France has become the first country to invest in Indian Prime Minister Narendra Modi's Smart Cities project. The project has also attracted interest from Germany, the US and the United Arab Emirates, however, financial details have not been disclosed.
Francois Richier, the French Ambassador to India, announced on Wednesday (4 November) that France would be pledging more than €2bn (£1.4bn, $2.2bn) towards Modi's project. The European country's investment is said to go towards a special focus on the cities of Chandigarh, Nagpur and Pondicherry.
Speaking at the Towards Smart and Sustainable Cities seminar in India, Richier also said that France would be looking into pledging a further €200m to develop an extension of the Bangalore Metro. He noted that France had committed €600m to Smart Cities and other sustainability projects when Narendra Modi visited the European country in April.
Venkaiah Naidu, India's minister of urban development and parliamentary affairs, said: "India and France have a long-term economic and strategic partnership and the creation of smart cities was a great challenge, which could become a huge opportunity for French investment."
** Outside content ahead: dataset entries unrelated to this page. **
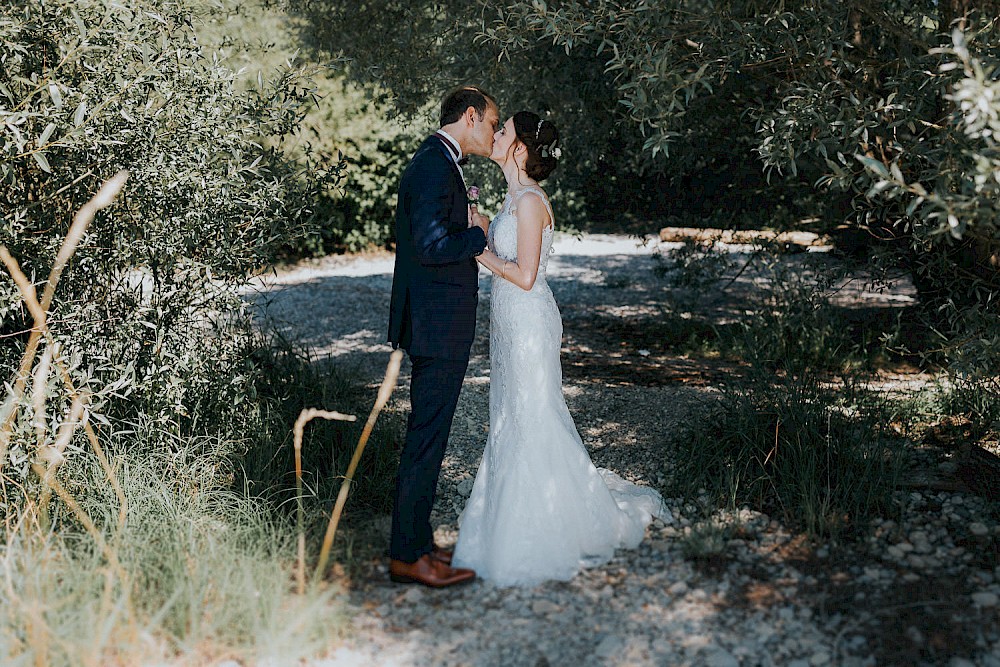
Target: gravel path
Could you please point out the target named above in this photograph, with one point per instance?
(923, 590)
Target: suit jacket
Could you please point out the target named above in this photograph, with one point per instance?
(435, 281)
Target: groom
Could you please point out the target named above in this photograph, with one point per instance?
(433, 317)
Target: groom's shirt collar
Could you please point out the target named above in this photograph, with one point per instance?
(453, 146)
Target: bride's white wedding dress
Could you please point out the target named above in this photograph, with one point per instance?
(539, 507)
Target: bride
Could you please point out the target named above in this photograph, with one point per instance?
(539, 507)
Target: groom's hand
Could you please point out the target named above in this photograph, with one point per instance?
(477, 219)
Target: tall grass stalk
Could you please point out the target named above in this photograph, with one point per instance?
(384, 392)
(155, 559)
(305, 417)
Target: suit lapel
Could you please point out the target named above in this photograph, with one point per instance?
(443, 147)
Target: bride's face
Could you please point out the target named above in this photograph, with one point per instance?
(504, 143)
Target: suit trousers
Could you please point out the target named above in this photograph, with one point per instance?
(434, 388)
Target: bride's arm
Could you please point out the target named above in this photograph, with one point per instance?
(532, 217)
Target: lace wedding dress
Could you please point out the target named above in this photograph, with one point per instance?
(539, 507)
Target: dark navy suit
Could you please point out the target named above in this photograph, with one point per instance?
(432, 316)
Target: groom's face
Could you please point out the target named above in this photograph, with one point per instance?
(481, 133)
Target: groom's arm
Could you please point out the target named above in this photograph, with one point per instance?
(434, 243)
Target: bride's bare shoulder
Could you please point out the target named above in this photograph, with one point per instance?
(534, 206)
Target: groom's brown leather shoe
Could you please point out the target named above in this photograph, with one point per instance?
(442, 555)
(428, 571)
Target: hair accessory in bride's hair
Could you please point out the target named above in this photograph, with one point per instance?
(550, 149)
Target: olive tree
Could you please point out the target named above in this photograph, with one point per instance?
(883, 109)
(147, 312)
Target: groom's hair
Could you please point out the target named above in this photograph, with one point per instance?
(457, 101)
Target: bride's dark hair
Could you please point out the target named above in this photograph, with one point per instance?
(540, 137)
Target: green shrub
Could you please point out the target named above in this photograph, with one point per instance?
(820, 460)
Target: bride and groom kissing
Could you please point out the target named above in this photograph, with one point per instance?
(539, 508)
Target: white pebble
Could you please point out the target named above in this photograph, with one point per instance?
(985, 599)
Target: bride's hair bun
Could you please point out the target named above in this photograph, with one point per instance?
(541, 138)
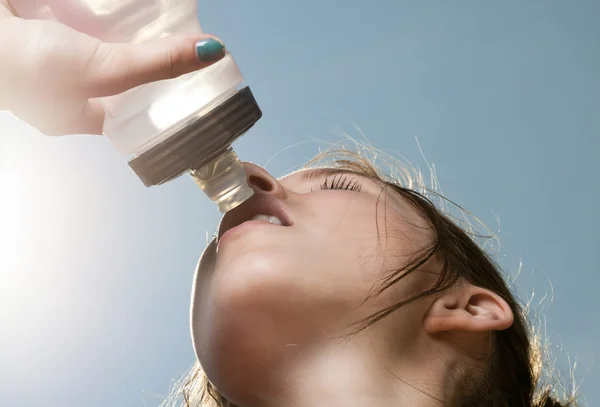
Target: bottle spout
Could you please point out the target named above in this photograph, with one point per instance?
(224, 180)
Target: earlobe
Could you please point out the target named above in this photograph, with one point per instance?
(468, 308)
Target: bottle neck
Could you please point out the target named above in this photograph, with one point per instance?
(224, 180)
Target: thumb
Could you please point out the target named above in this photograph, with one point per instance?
(117, 67)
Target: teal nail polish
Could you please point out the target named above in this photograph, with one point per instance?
(210, 50)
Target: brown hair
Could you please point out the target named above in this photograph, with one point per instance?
(513, 371)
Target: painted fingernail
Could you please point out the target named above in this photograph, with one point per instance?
(210, 50)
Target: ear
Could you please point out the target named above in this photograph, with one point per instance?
(468, 308)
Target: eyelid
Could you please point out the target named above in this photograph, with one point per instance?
(342, 182)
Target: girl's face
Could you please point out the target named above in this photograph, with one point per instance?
(266, 292)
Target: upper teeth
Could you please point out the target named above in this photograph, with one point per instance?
(272, 219)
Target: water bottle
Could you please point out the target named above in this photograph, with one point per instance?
(174, 126)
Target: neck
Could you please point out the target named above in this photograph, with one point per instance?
(343, 374)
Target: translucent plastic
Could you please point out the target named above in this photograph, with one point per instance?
(142, 117)
(224, 181)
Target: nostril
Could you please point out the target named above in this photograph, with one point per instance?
(260, 183)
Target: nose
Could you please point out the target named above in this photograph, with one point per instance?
(262, 182)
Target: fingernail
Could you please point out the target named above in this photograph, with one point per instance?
(210, 50)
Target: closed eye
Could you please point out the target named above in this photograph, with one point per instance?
(342, 182)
Narendra Modi announced the Smart Cities project shortly after being elected as prime minister in 2014. The project outlines plans to build 100 smart cities in India by 2022, which would be built with high-tech technology to improve the standards of living, while also ensuring that the cities are sustainable for the environment.
A nationwide competition was launched to choose the list of 100 Smart Cities, with a list of 98 being released in August. The chosen cities were evaluated based on their financial and institutional capacities, as well as their track records. They were then required to prepare smart city plans to be evaluated during a second stage of the competition, out of which the top 20 plans are expected to be funded by the government. The Indian government is said to have invested approximately $7bn (£4.6bn) into the scheme.
Speaking to the media earlier this year, Prime Minister Modi said: "For the first time in India, a challenge was being floated, in which the citizens of Urban India could contribute in the formulation of development visions of their cities. This competitive mechanism would end the top-down approach, and lead to people-centric urban development."